I have received the honour of your Letter dated the 25th. past, advising me of your Drafts for Forty Thousand Livres payable to the Order of Captain Joiner, which I shall accept when they appear.1
No specific Sum having been mentioned to me by Col. Laurens, as what would be wanted to fulfil his Orders in Holland, I think myself obliged to acquaint your Excellency that I fear my Funds will not permit my furnishing more than about 15000 £ Sterling in the whole, that is, to pay for the Purchase of the Goods that had been bought by Commodore Gillon, and such others as Col. Laurens has himself ordered.
{ 355 }
I just now hear by some intelligent Persons who left London last Tuesday, that it was understood the Indienne would sail about the Beginning of this Month, and that some Ships were ordered to cruise for her.

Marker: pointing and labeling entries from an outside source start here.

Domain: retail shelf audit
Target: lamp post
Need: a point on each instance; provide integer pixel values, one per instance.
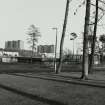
(74, 36)
(55, 65)
(73, 44)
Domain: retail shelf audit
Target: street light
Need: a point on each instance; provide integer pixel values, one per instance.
(74, 36)
(55, 65)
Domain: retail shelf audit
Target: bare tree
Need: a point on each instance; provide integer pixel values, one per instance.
(62, 38)
(94, 38)
(33, 35)
(85, 42)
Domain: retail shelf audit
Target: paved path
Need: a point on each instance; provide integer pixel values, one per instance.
(55, 89)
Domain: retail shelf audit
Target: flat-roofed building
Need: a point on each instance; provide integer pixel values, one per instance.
(14, 45)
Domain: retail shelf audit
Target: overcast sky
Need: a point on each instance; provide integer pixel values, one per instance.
(17, 15)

[salute] I have the honour to be, Sir, Your Excellency's most obedient and most humble Servant

[signed] B Franklin
RC (Adams Papers); endorsed by John Thaxter: “Dr. Franklin 5th. June 1781.”
1. For JA 's letter to Franklin of 25 May ( LbC , Adams Papers), see William Jackson's letter of 10 May, above. JA also wrote to Franklin on 14 June that he had drawn in favor of Fizeaux & Grand bills of exchange totaling 29,500 ecus or crowns ( LbC , Adams Papers).

Docno: ADMS-06-11-02-0265

Author: Talbot, Silas
Recipient: Adams, John
Date: 1781-06-05

From Silas Talbot

[salute] Sir

Your Excellency will find by the date hereof that it Comes from a prisoner, and which is the cause of my present address, therefore on the Confidence of your favour, beg leave to inform you, that in October last being then in, and having the command, of the Arm'd Ship of war Called the Genl. Washington, in which Vessel I had the misfortune to be captur'd by his Brittannick Majesties Ship Culloden, and taken into N. York from whence, in consequence of orders from Admiral Rodney, Seventy others with myself mostly Capital officers of american Ships, were, put on board the Ship Yarmouth and brought to this place, whare I am deprived of every friendly Connection whereby I might receive som Relief in this my Present unhappy condition of Captivity, have therefore in consequence of your Excellencys former favors taken the liberty of thus addresing you, in hopes that you may be pleased to contribute towards my Relief, a Request which the Nature of my Situation, I trust, will sufficently apologize for, and least your Excellency should not immediately recollect my Person and Rank, beg leave to acquaint you, that am the same person, who had the honour to receive from Congress whill your Excellency was a member of that august assembly, several Considerable Promotions of Rank and Honour, in the Millitary Line, in concequence of my singular and Distinguished service, and as all Manner of Correspondance and Negotiation between this Country and the United States of America are at present stopt, and for the want of an Honorable Credit here, I am deprived of those Necessary Supplys which the peculiar nature, of my present distresed State of Captivity doth Require, am thereby induced to Request your Excellency will favor me, with a som of about Fifty pounds sterling which may be { 356 } charged to me in account of my services either in the Millitary or Navle Departments, in both of which, the United States are Considerably in Arrearages to me otherways if pleasd to advance me this som on my own Privit account. In hopes of your Excellencys, Speedy, and effectual Releif, I have the honor to be with all due Respect, Your Excellencys obliged humble and Obedient Servant
[signed] Silas Talbot1
PS. For sertain reasons please to send the money to Mr. Robert Heath, Plymouth Dock. I am Sir your servant &c
[signed] S T.
RC (Adams Papers). A copy, dated 8 June, is also in the Adams Papers.
1. Silas Talbot distinguished himself in the war, rising to the rank of lieutenant colonel in the Continental Army and then, in 1779, receiving a commission as captain in the Continental Navy. Unable to obtain a naval vessel equal to his rank, Talbot assumed command of the Rhode Island privateer General Washington, which the 74-gun Culloden captured in 1780. Talbot was confined at Mill Prison from March 1781 until he was exchanged in October. During JA 's presidency, Talbot was appointed a captain in the U.S. Navy and commanded the Constitution ( DAB ; Dict. Amer. Fighting Ships ; Marion and Jack Kaminkow, Mariners of the American Revolution, Baltimore, 1967, p. 186).